Ā. 56. Comment celui dont l’esprit est ravagé par les jouissances pourrait-il connaître le repos de l’esprit ? Ce n’est pas à des âmes passionnées que Śiva destine ce moyen de réalisation.
84V. — Ceux qui, au cours de milliers d’existences, ont laissé leur esprit se disperser dans la multitude des jouissances, comment pourraient-ils stabiliser complètement cette chose extrêmement mobile, en réprimer toutes les fluctuations ? On a dit : “Le manas est instable — ô Kṛṣṇa — emporté, puissant, tenace. Il me paraît aussi difficile à dompter que le vent”.26 De même : “On réprime plus facilement le déchaînement de l’océan, aux vagues soulevées par un vent furieux, que l’élan du manas vers ses objets”.
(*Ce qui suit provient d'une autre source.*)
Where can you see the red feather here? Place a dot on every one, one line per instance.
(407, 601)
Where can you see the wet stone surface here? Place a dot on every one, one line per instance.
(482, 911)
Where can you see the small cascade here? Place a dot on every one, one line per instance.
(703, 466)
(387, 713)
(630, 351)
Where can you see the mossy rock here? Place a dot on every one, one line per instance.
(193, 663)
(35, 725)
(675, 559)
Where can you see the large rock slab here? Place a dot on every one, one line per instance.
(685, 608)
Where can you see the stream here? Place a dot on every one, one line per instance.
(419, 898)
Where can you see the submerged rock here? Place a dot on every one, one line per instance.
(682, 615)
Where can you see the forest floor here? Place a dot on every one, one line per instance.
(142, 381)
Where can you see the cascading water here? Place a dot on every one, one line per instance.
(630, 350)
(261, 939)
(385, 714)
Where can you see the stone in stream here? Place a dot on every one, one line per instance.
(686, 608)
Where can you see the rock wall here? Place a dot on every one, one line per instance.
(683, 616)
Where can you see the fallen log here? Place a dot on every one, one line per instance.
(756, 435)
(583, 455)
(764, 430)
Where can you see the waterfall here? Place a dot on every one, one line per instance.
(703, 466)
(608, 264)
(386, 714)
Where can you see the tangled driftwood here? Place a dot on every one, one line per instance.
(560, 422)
85— Cela n’est pas exact. Le suprême Seigneur n’a pas enseigné le moyen de réalisation appelé “yoga” en s’adressant à des créatures passionnées mais plutôt en s’adressant à celles chez qui les souillures formées par le désir des jouissances mondaines ont été balayées par le puissant torrent du dépassionnement. C’est à certaines âmes seulement, dégoûtées de longue date des jouissances du monde qui sont sans valeur, qu’est destiné (ce moyen). Et, déjà dans le domaine visible, rien n’est difficile à atteindre pour ceux qui font des efforts.
86Et par conséquent...
Ā. 57. Ceux qui se disciplinent et sont riches de leur entrainement au dépassionnement peuvent, de proche en proche, se rendre présent27 ce monde tout entier, a fortiori la forme variée (du Seigneur).
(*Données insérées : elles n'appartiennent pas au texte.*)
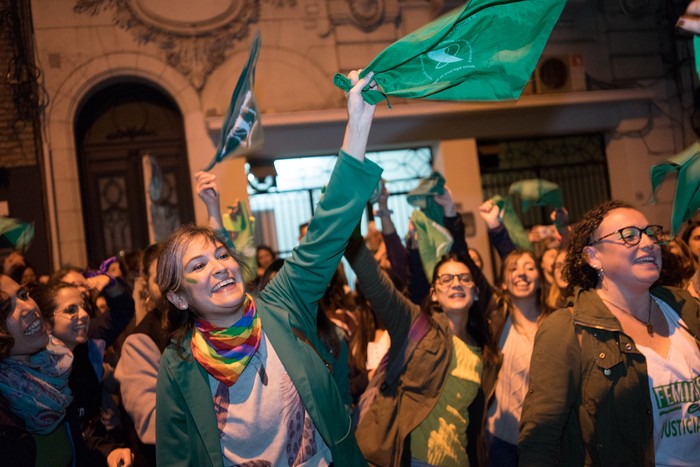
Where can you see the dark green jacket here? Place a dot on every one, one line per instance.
(385, 429)
(186, 428)
(589, 401)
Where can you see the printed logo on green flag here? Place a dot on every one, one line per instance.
(686, 200)
(485, 50)
(241, 131)
(434, 241)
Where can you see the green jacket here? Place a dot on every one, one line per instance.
(186, 428)
(385, 429)
(589, 401)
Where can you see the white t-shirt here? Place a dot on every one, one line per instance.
(512, 383)
(377, 350)
(674, 383)
(264, 419)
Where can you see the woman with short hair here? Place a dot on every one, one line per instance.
(604, 373)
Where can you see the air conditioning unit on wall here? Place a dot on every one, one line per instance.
(560, 73)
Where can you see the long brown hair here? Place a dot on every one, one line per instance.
(170, 276)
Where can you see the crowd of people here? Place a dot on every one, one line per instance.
(583, 351)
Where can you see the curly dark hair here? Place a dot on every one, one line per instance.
(577, 271)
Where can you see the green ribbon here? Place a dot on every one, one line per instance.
(686, 200)
(485, 50)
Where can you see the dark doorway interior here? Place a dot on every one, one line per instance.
(117, 129)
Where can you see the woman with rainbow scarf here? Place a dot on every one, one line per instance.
(242, 382)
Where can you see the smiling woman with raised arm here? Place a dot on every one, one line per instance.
(242, 382)
(614, 379)
(34, 393)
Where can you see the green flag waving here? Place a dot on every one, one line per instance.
(434, 241)
(239, 224)
(241, 131)
(537, 192)
(423, 196)
(686, 200)
(512, 223)
(485, 50)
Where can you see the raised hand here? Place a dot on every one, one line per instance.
(490, 212)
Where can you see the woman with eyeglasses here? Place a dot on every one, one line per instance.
(63, 309)
(416, 409)
(614, 380)
(34, 393)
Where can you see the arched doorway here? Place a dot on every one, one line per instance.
(118, 127)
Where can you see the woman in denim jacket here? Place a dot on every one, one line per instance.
(614, 379)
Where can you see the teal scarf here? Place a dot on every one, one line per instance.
(38, 390)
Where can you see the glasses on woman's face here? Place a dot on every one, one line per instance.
(446, 279)
(70, 312)
(633, 235)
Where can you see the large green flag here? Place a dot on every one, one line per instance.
(423, 196)
(512, 223)
(686, 200)
(485, 50)
(434, 241)
(16, 233)
(241, 131)
(239, 226)
(537, 192)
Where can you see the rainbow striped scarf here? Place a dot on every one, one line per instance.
(225, 352)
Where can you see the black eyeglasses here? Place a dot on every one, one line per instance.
(6, 305)
(71, 311)
(633, 235)
(464, 279)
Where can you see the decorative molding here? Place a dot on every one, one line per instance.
(193, 46)
(368, 14)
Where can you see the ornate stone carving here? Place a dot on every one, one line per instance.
(196, 37)
(368, 14)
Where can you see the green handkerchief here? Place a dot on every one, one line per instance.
(537, 192)
(686, 200)
(485, 50)
(434, 241)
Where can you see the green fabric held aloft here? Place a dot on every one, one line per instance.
(423, 196)
(686, 200)
(483, 51)
(536, 192)
(241, 131)
(696, 50)
(434, 241)
(16, 234)
(512, 223)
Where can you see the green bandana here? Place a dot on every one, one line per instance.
(485, 50)
(241, 131)
(434, 241)
(686, 200)
(512, 223)
(536, 192)
(423, 196)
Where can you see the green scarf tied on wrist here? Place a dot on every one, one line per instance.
(483, 51)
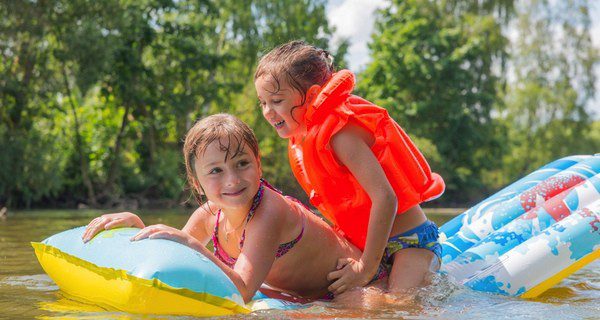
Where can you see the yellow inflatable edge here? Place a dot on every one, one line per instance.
(550, 282)
(114, 289)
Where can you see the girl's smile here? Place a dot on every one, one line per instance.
(229, 175)
(282, 106)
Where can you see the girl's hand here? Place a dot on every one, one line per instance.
(350, 274)
(161, 231)
(111, 221)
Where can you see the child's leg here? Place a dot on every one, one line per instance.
(415, 255)
(412, 268)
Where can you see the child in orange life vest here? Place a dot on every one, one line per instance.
(358, 166)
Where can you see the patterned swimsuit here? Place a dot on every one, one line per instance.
(222, 255)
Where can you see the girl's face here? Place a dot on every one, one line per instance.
(281, 106)
(229, 183)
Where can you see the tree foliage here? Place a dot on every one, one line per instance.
(96, 96)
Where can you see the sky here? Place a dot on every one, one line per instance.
(354, 19)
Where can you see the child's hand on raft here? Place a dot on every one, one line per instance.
(161, 231)
(111, 221)
(350, 273)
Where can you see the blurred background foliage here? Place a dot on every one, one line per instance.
(96, 96)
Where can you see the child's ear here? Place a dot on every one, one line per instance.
(198, 188)
(312, 93)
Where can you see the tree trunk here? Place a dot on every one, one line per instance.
(83, 164)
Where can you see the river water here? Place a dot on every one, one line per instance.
(26, 292)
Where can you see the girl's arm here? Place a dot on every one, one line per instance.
(111, 221)
(352, 149)
(201, 223)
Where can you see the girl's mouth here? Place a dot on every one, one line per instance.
(233, 194)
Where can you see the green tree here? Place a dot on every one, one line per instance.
(432, 68)
(552, 60)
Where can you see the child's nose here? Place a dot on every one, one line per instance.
(232, 179)
(267, 110)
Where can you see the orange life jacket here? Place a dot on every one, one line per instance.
(330, 186)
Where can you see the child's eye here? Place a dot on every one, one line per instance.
(215, 171)
(243, 163)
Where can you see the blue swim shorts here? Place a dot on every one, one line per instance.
(424, 236)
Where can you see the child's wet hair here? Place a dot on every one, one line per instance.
(231, 133)
(297, 63)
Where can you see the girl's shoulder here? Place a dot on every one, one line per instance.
(274, 206)
(204, 217)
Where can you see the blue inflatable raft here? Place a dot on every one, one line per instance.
(520, 241)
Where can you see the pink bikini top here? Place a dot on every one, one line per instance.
(281, 250)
87V. Tous ceux qui se distinguent (śalante), qui brillent par leur manière de s’entraîner constamment au “dépassionnement”, à l’absence de désir, sont “riches” (śālinaḥ) de cet entraînement. Ils se “disciplinent”, s’apaisent par leur yoga. De tels yogin deviennent capables de “se rendre présent ce monde tout entier”, d’en faire l’objet de leur (activité de) fixation, dans son extension progressive. A fortiori, sont-ils en mesure de faire porter leur méditation sur la forme variée du suprême Seigneur.
88Après avoir ainsi exposé le yoga “avec support”, on introduit l’exposé sur le yoga supérieur, celui qui est “sans support” :
Ā. 58. Comment le yogin, qui a prise sur toutes choses, pourrait-il alors confiner dans un nombre déterminé de formes (le Seigneur), lequel en tous temps, en revêtant toutes les formes, vient en aide à tous les êtres ?
59. Construisant avec son propre esprit les lieux, formes et dimensions, on devra diriger sa méditation vers ce qui apaise l’esprit.
89V. On peut bien dire : “Le yogin, qui a prise sur toutes choses, devra méditer exclusivement sur cette forme du suprême Seigneur où il apparaît comme blanc, avec dix bras et cinq visages”, mais pourquoi se restreindrait-il à une forme ? L’idée est qu’il n’y a aucune raison de le faire. Il est, certes, inadéquat d’approcher méditativement le Tout-Puissant en Lui attribuant une couleur, une forme, un emplacement déterminé, alors qu’il se déploie dans l’immensité de sa gloire.
90C’est pourquoi le yogin, après avoir construit avec un esprit libre de fluctuations, à l’intérieur et à l’extérieur, les emplacements, couleurs, formes et dimensions, s’efforcera d’utiliser les moyens indiqués par son maître pour diriger sans relâche sa méditation sur tout objet, abstrait ou concret, dans lequel s’immobilise le psychisme. Et il est dit dans le Pārameśvara : “Il n’y a plus de sens, plus de manas, plus d’effort de la pensée ; je ne suis plus ni moi ni un autre. C’est la dissolution de l’esprit, ô Gaṇāmbikā, et cette destruction de l’esprit est l’obtention du bien suprême, telle est la vérité”.
Ā. 60. Grâce à cela, chez celui qui a triomphé des obstacles, apparaît une stabilité de l’esprit assortie de qualités éminentes, cela au fur et à mesure que se manifestent les formations mentales (saṃskāra) du yoga.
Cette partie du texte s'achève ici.